Le coupable c’est l’autre
A quoi le voit-on ? Quelques exemples le montrent facilement. L’un est, certainement, la faculté qu’a notre peuple de toujours s’en prendre aux autres, que ce soit nos chefs, l’administration, les riches, les pauvres, les étrangers, ou les autres français, ceux de gauche, ceux de droite ou ceux du milieu, pour expliquer ce qui ne va pas. Quand ce n’est pas le cas, la critique est en général collective, mais ne se traduit jamais, ou presque par la conclusion que « je suis » responsable de ce qui nous arrive. Pessimisme et introspection généralisés et permanents, mais pas d’autocritique positive, ni surtout de décisions personnelles de changer nos comportements, en premier lieu pour nous demander concrètement et de façon optimiste ce que nous devons faire pour améliorer les choses [3]. Souvent, même très souvent, la bonne volonté est là, mais elle nous conduit la plupart du temps à nous tourner vers ceux dont nous dépendons pour leur demander « qu’est-ce qu’il faut faire ? » au lieu de nous demander, chacun à nous-même, « qu’est-ce que je peux faire ? ». Il est bien connu que nous sommes des champions de la consommation des anxiolytiques et du pessimisme. Dans les enquêtes sur la réaction des peuples face à la mondialisation, les français sont parmi les plus négatifs, les plus positifs au monde étant… les habitants du Nigeria !
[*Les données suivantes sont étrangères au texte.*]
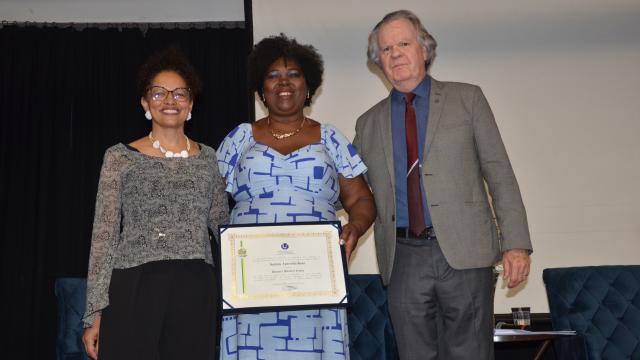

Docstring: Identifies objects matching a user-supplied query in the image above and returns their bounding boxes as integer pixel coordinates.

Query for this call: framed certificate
[219,221,347,313]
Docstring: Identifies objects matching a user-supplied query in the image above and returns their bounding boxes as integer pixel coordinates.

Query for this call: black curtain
[0,23,250,359]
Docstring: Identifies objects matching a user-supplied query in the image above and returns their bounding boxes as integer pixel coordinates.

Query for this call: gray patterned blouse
[83,144,229,326]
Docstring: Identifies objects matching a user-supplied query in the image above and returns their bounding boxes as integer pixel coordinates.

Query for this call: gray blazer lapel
[423,78,446,161]
[378,95,396,189]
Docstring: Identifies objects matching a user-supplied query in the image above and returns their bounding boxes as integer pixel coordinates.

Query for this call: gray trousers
[388,239,494,360]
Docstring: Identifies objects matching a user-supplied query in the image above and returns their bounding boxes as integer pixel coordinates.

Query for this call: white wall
[253,0,640,313]
[0,0,244,23]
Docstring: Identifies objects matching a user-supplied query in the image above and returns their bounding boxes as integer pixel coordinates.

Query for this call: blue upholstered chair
[347,275,398,360]
[55,278,89,360]
[542,265,640,360]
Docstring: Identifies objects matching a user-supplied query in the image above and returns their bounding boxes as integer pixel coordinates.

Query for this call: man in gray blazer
[353,10,532,360]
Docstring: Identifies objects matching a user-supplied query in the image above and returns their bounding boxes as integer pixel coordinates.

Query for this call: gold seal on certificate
[220,221,347,312]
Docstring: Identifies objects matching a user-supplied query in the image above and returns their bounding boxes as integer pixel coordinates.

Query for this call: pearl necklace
[149,131,191,159]
[267,116,307,140]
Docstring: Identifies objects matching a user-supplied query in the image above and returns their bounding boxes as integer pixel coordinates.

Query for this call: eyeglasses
[147,85,191,102]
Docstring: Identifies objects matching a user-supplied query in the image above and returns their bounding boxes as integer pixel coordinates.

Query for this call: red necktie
[404,93,427,235]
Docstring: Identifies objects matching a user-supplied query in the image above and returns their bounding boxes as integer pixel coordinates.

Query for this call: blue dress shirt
[391,75,431,227]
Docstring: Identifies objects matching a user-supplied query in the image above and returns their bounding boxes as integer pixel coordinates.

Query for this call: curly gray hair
[367,10,438,71]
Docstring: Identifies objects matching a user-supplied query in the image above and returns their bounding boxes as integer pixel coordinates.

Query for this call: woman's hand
[82,313,101,360]
[338,175,377,261]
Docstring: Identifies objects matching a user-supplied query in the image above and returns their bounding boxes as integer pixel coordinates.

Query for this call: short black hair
[137,46,202,100]
[248,33,324,106]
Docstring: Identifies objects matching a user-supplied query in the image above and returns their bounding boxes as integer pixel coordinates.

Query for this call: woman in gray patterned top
[83,50,228,360]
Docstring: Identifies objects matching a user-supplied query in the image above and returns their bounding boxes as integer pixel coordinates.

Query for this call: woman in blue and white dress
[217,35,376,360]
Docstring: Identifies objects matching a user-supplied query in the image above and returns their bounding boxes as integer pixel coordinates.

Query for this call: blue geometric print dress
[217,123,367,360]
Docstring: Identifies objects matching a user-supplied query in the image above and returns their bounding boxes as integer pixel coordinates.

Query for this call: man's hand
[502,249,531,288]
[340,224,362,262]
[82,314,101,360]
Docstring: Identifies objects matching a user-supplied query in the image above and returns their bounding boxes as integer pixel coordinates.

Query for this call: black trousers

Un autre aspect, corollaire du premier, est notre attitude face au risque. Nous savons que les mots « risque » et « opportunité » désignent en réalité la même chose. Ils sont la traduction du même mot, le mot « changement », la seule différence étant notre attitude, notre regard. Or, en France, nous privilégions presque toujours le premier sens. Et cela nous tue littéralement. Ce qui me frappe, par exemple lorsque je discute une possibilité d’investissement, ou bien une mission de développement à l’export, c’est que mes interlocuteurs français, banquiers, entrepreneurs ou simples contreparties, intègrent immédiatement, en général, la notion de risque, alors que d’autres voient en premier lieu, même lorsqu’ils restent prudents et réalistes, l’opportunité, l’intérêt potentiel de l’opération. La conséquence de cela, c’est que le moindre effort, la moindre action ou dépense, dans ces conditions, sont perçus comme des fardeaux pesants. Pour bien faire, il faudrait que la chose réussisse sans y croire. Le résultat, c’est que nous perdons des opportunités innombrables que d’autres, plus malins, plus optimistes et plus généreux, saisissent à notre place, aggravant encore notre jalousie et notre pessimisme. Notre faiblesse rédhibitoire à l’exportation, lieu par excellence du risque et de l’opportunité [4], n’a pas d’autre explication véritable.
Le travail mal aimé
Un autre aspect de la même question est notre attitude par rapport au travail. Comme l’on sait, la vocation du travail en général, et de l’entreprise en particulier, est « d’unir les hommes pour construire la communauté » [5]. Pour cela, et malgré les divergences d’intérêt qui sont celles des employés et des patrons, doit prévaloir, de part et d’autre, une envie de la réussite commune et un amour du travail bien fait. Or en France, la méfiance réciproque est souvent si grande que le travail n’y sert plus à « unir les hommes pour construire la communauté », mais à donner à contrecœur le minimum indispensable pour en retirer, en contrepartie, le plus possible. S’il n’y a pas, dans l’entreprise, de « deal », de sentiment partagé d’un contrat gagnant pour tous, il est impossible que la productivité augmente, que la qualité des produits s’améliore, que l’on résiste à la pression accrue de la mondialisation. Un dialogue social à l’abandon, et pire, une attitude négative et pessimiste face au travail, c’est pour cela que nous coulons peu à peu.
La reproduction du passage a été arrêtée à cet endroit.